With eight days remaining in the three-month amnesty, 44 firearms have been handed in to police stations across the Great Southern — 29 rifles, 10 shotguns and five handguns.
In the same time, 737 firearms have been relinquished across the State, with the majority being rifles, as well as 40,000 rounds of ammunition. Police Licensing Enforcement Inspector Jeff Andrijasevich said the results of the first national amnesty since 1996 had pleased police and guns could still be brought in with no questions asked or penalty incurred.
He said some historic weapons could find their way into museums or historical societies, while others would be destroyed.
“We advise people if they are going to bring in a firearm, just make sure it’s not loaded, magazine is out and they have broken the firearm or taken the bolt out and they just cover it in something when they walk in so they are not seen walking into the station with a firearm,” he said.
“The whole point of the amnesty was community safety and we know there have been some burglaries here, so if some of those firearms turned up, we would be really pleased.”
The last State amnesty in 2013 resulted in 1280 firearms and 80,000 rounds of ammunition being surrendered.
Great Southern police district Superintendent Dom Wood said once the amnesty finished on September 30, illegal possession of firearms would be enforced “robustly” by police. Supt Wood said the amnesty results had contributed to making the region safer.
“For me, that is 44 firearms in the right hands and not in the illicit firearms market,” he said.
“There is something like over a quarter of a million illicit firearms in the Australian market and we want to make sure they come into safe hands and not into that marketplace.
“Any opportunity we can have to work with the community to get those guns into a safer environment is very good for us.”
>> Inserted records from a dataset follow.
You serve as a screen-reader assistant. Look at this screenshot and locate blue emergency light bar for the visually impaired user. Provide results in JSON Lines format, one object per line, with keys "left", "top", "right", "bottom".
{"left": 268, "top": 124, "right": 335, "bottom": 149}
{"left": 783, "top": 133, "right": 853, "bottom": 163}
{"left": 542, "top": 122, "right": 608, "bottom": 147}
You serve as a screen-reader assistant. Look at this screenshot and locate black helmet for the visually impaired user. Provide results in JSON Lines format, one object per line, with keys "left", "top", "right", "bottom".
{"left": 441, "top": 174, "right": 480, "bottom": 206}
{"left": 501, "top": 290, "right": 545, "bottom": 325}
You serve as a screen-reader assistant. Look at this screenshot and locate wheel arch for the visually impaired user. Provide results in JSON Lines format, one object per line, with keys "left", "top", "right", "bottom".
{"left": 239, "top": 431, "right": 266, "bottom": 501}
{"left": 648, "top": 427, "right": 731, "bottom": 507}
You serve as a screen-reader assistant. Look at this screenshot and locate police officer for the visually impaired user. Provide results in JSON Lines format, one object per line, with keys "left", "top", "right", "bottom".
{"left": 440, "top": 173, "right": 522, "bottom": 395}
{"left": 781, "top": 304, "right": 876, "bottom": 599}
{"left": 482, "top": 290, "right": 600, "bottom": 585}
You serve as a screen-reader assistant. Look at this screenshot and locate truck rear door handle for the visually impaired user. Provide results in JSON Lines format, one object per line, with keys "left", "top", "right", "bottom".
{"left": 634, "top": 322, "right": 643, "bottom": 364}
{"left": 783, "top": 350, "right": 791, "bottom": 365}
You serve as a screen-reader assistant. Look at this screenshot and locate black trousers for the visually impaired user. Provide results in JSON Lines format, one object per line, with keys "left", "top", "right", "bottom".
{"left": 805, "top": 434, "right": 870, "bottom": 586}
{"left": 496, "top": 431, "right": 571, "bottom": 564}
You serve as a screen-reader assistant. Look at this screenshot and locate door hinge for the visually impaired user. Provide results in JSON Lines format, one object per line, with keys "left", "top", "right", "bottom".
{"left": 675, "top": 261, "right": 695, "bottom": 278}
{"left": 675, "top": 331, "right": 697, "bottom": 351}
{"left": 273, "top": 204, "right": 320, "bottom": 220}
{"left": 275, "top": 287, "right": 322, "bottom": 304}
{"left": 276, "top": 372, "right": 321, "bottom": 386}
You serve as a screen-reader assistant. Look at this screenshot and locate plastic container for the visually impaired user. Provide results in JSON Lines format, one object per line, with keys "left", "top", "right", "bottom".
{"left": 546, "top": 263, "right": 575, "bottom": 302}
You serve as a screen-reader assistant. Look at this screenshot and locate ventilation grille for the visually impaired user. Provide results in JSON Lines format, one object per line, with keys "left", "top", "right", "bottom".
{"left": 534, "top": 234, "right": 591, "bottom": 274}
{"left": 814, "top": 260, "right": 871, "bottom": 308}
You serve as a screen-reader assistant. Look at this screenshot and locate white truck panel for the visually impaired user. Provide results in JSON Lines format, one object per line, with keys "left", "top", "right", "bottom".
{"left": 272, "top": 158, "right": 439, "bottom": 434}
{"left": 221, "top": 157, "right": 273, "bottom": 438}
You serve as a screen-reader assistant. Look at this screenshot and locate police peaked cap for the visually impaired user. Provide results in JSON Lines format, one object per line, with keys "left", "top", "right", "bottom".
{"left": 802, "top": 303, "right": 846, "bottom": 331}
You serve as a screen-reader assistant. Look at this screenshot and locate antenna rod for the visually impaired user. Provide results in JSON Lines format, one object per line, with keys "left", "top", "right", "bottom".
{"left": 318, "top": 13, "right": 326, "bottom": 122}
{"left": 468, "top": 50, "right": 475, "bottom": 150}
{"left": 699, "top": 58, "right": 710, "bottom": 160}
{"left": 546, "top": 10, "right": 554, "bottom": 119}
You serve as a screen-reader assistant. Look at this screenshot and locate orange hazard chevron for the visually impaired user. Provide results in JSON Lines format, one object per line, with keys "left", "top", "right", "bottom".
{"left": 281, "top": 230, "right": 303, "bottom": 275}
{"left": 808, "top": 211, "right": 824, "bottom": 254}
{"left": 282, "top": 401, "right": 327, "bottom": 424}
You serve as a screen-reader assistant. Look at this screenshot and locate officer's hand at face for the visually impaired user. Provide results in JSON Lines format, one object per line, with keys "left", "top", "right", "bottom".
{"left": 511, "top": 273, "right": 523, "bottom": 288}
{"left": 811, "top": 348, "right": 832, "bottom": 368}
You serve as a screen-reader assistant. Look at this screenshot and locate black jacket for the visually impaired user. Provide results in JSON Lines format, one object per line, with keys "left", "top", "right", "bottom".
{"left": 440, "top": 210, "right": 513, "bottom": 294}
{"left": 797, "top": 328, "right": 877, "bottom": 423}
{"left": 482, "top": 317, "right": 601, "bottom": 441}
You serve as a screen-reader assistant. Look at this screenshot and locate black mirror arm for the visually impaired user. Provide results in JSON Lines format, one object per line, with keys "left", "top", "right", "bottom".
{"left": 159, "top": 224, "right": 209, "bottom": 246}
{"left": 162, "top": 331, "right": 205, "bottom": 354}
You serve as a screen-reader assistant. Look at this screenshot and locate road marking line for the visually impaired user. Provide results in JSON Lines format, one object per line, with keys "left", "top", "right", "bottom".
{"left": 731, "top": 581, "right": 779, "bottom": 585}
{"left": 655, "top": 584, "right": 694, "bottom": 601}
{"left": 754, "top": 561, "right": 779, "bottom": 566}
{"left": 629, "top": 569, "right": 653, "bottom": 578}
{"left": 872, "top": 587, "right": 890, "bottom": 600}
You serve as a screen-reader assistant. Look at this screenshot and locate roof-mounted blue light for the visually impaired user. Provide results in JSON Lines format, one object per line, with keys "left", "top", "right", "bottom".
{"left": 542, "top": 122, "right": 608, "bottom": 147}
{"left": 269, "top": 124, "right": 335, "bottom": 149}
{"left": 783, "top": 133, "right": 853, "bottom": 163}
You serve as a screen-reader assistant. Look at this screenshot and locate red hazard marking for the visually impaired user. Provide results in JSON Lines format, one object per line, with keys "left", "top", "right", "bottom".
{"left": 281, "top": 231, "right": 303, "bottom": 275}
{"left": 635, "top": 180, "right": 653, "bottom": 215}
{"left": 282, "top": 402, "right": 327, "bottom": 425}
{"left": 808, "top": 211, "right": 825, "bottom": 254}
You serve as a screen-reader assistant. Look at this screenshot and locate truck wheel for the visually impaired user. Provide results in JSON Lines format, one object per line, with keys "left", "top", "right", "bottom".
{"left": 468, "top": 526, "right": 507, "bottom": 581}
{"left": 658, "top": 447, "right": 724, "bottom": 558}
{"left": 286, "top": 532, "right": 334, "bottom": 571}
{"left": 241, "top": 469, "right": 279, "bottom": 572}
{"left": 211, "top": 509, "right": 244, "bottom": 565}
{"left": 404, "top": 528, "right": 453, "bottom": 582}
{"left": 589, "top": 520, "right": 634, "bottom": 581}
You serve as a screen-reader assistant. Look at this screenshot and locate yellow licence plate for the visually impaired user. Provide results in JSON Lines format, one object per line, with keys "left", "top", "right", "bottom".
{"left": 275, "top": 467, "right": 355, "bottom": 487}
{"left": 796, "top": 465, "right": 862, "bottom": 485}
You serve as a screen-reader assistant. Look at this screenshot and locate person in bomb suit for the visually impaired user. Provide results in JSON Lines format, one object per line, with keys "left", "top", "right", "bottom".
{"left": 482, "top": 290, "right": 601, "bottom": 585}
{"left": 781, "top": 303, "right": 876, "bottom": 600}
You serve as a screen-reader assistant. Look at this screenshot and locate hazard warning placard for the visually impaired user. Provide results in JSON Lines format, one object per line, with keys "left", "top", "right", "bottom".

The whole point of the amnesty was community safety and we know there have been some burglaries here, so if some of those firearms turned up, we would be really pleased.
Inspector Jeff Andrijasevich
Great Southern Superintendent Dom Wood and Licensing Enforcement Inspector Jeff Andrijasevich with some of the guns and ammunition brought in to Great Southern police stations during the national firearm amnesty.